Sie knipst die Nachttischlampe an. Helligkeit erfüllt den Raum und löst die bedrohliche Situation auf.
Ihr Blick fällt auf den Wecker. Vier Uhr.
Erste zaghafte Amselgesänge klingen durch das offene Schlafzimmerfenster.
Was war denn das für ein furchtbarer Traum?
Aus Angst, wieder in das Geschehen zurückzugleiten, verlässt sie das Bett, geht in die Küche und füllt ein Glas mit kaltem Wasser. Das eben Erlebte hinunterspülen, doch die Traumbilder wollen nicht weichen.
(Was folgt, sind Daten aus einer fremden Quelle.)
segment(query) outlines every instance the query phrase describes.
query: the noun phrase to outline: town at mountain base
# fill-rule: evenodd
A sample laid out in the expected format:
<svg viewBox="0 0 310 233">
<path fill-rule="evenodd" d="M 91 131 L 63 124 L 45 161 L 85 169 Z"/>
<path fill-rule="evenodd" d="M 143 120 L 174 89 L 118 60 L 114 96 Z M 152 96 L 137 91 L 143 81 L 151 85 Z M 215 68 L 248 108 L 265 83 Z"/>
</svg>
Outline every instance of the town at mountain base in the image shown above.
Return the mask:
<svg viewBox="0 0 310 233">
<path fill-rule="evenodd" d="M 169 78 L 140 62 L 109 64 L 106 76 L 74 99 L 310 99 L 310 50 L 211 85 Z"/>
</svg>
Sie sieht die Frauengestalten immer noch so deutlich vor sich, als hätten sie den Traum verlassen und befänden sich ganz in der Nähe.
Julia schüttelt unwillig den Kopf. So ein Quatsch! Weg mit diesen unguten Gefühlen.
Sie hat noch nie an Traumdeutung und unsichtbare Phänomene geglaubt und wird jetzt mit fünfunddreißig auch nicht damit anfangen.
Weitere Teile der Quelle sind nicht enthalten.